What do I still have to learn? Everything. In this profession, you can’t get comfortable. You can’t sleep for a minute, and you have to be willing to learn new things every day.

How do you remember the first “big” case that fell into your hands? What are your feelings about it now? And the last one?
The first big case in which I was able to participate was the Martinsa Fadesa lawsuit, in which more than 1,500 million euros were claimed for directors’ liability. When I arrived at the firm in 2013, the case was already in cassation, but I was able to contribute my small grain of sand to the great work done by the team over the years. Although my contribution was very modest, I remember it now with a feeling of great responsibility, very similar to the one I feel every time a client puts his trust in me.

During the last year, with the arrival of the pandemic, I have focused on helping several companies from different sectors (mainly retail, fashion and hospitality) to renegotiate rents with their landlords, both out of court and in Litigation. We are living in an unprecedented situation, an atypical economic crisis that has put thousands of companies at the limit of their capacities.

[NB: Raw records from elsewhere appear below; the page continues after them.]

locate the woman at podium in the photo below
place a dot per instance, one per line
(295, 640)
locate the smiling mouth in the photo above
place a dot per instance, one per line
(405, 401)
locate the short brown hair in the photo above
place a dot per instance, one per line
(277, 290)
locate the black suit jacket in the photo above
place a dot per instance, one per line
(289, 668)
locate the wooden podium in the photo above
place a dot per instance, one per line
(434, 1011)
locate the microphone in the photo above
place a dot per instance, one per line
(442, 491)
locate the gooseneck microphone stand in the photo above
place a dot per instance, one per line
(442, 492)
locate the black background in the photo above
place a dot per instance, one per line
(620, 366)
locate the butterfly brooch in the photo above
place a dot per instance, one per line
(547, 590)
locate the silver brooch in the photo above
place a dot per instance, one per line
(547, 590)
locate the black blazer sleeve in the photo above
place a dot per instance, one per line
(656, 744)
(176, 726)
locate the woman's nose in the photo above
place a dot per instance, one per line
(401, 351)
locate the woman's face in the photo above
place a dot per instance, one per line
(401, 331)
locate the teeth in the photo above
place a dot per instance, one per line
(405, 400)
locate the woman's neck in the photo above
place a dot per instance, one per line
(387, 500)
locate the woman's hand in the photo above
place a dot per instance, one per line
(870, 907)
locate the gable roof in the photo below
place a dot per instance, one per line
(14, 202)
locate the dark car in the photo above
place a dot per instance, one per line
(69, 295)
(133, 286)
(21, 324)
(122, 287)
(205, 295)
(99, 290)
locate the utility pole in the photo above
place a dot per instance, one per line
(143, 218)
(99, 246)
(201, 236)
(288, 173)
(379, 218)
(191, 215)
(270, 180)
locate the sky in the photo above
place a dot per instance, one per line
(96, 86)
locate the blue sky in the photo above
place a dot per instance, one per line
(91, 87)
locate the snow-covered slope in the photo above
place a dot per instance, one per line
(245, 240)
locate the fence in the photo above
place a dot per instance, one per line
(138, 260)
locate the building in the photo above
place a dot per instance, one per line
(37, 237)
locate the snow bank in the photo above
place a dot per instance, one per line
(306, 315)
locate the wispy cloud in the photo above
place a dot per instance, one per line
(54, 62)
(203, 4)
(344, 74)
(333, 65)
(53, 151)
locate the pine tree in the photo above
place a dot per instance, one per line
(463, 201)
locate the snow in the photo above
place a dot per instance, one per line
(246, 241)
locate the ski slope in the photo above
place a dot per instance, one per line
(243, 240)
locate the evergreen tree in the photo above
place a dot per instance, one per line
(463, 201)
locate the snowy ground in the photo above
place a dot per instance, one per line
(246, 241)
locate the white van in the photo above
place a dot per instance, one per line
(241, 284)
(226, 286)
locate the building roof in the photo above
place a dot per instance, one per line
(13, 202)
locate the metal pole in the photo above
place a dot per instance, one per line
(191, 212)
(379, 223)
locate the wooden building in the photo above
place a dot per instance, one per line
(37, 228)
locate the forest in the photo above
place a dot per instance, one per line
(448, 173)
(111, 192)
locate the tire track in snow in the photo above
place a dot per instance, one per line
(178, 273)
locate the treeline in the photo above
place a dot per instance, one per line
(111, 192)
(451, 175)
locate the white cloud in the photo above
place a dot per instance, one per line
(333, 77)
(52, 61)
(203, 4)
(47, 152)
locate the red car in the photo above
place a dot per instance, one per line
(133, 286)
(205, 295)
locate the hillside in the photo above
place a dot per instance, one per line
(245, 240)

As a good litigator, as a good lawyer, we assume you like to win. Have you lost a case so far? If so, please explain to us how you recover personally after a defeat. If not, please tell us your secret.
I like to win but it doesn’t always happen. If any lawyer claims to have never lost, he is simply lying. In the face of defeat, I think it is good to analyse mistakes or things that could have been done differently because lessons can be learned from this. But above all, I believe that the most important thing is not to dwell on the defeat more than necessary and not to spend too much time licking our wounds.

In the medium where you write, among other things, you openly fight against corruption and for transparency in administrations and institutions, public bodies and even companies. Is it difficult for a Business lawyer to publicly denounce certain issues, or does this no longer happen? Or maybe has corruption become so “normalised” that it is no longer news, no longer “shocks”?
In our country, corruption and the lack of transparency of the administrations are two of the main evils present in the public sphere and, to a certain extent, they have become normalised. In the end, this ends up infecting many companies in what has come to be defined as crony capitalism.

At “Hay Derecho”, we are trying to correct this trend, promoting a new way of understanding the management of public affairs. On a personal level, it has always been clear to me that practising lawyers have certain limits because our clients are the priority. But I believe that this cannot be an excuse to fold our arms.

Would you like to be a partner of ONTIER? We imagine that is where you are heading…

I feel ONTIER as my home, and, of course, I would like to become a partner. But for that, there is still a lot of work ahead.

Finally, like any good writer, indeed, you like to read. A recent book that you would recommend to your colleagues?
Right now I am reading “Los cuadernos de don Rigoberto”, by Mario Vargas Llosa. A novel set in Miraflores’s neighbourhood (Lima) that talks about freedom, love, beauty and sensuality. What more could you ask for?